Résumé

Hippolyte Magen Histoire de la terreur bonapartiste… (1852)

Victor Hugo répondit : " Déchirez les affiches factieuses du coup d'État et criez : Vive la Constitution !
— Et, si l'on tire sur nous? lui dit un ouvrier.
— Vous courrez aux armes, répliqua Victor Hugo.
Il ajouta : — « Louis Bonaparte est un rebelle; il se couvre, aujourd'hui, de tous les crimes. Nous, représentants du peuple, nous le mettons hors la loi; mais, sans, même qu'il soit besoin de notre déclaration, il est hors la loi par le seul fait de sa trahison. Citoyens ! Vous avez deux mains, prenez dans l'une votre droit, dans l'autre votre fusil, et courez sus au Bonaparte ! »
Source : Gallica

Hippolyte Magen Histoire de la terreur bonapartiste… (1852)

Je n'ai pas à rappeler ici les violences commises contre le représentant du peuple, la spoliation exercée contre l'officier de l'armée; qu'est-ce que cela en face des malheurs de la patrie, de ses douleurs, des ruines accumulées par la terreur bonapartiste? L'amour du pays et de la liberté, le sentiment de l'honneur national parlent seuls à mon coeur et dictent ma réponse. A un gouvernement sans nom, sans foi, sans honneur, sans probité, les hommes de coeur ne doivent que du mépris et de la haine.
Source : Gallica

Hippolyte Magen Histoire de la terreur bonapartiste… (1852)

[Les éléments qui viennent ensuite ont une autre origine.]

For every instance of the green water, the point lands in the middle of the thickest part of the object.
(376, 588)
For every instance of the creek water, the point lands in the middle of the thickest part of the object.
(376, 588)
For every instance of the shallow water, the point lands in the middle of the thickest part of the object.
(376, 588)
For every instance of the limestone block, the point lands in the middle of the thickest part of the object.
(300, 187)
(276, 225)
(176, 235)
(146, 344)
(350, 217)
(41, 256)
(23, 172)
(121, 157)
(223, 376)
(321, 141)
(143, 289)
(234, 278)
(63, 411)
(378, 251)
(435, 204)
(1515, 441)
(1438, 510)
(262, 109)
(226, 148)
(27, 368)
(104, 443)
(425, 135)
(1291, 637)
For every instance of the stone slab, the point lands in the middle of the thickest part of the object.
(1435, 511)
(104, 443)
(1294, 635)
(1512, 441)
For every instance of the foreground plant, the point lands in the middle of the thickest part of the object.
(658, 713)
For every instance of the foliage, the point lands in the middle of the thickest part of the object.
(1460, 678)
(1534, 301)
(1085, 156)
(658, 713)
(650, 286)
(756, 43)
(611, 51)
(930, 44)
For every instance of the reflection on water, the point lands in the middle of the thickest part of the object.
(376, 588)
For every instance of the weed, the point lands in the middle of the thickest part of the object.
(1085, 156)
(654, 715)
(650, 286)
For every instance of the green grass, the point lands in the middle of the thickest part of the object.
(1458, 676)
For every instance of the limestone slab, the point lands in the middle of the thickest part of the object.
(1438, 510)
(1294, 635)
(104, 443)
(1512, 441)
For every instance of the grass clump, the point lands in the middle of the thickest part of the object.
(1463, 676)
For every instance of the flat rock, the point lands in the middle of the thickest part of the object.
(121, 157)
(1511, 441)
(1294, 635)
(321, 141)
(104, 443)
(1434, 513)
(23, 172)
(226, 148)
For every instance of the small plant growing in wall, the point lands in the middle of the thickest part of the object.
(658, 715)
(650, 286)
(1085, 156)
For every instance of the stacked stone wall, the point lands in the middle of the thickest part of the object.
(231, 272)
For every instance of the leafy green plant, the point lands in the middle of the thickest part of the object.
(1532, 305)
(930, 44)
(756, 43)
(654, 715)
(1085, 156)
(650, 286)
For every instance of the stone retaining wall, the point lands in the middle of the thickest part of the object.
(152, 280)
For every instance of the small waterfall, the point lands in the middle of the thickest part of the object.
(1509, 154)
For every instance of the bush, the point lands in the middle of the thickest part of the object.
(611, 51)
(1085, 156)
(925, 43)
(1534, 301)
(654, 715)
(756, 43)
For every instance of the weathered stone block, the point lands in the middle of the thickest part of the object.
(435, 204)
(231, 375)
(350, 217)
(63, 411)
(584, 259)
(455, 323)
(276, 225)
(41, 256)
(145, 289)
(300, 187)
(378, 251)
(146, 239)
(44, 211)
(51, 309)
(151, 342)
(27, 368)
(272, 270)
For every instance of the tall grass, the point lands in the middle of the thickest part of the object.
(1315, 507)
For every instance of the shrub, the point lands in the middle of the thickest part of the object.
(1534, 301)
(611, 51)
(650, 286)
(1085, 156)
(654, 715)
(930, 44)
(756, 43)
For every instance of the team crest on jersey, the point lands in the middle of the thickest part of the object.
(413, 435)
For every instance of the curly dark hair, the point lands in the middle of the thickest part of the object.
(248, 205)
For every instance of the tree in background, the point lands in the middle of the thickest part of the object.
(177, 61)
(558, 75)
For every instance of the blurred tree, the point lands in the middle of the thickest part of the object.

Un homme vient de briser la Constitution, il déchire le serment qu'il avait prêté au Peuple, supprime la loi, étouffe le droit, ensanglante Paris, garrotte la France, trahit la République.
Soldats, cet homme vous engage dans le crime.
Il y a deux choses saintes: le drapeau qui représente l'honneur militaire et la loi qui représente le droit national. Soldats ! le plus grand des attentats, c'est le drapeau levé contre la loi !
Ne suivez pas plus longtemps le malheureux qui vous égare. Pour un tel crime, les soldats français sont des vengeurs, non des complices.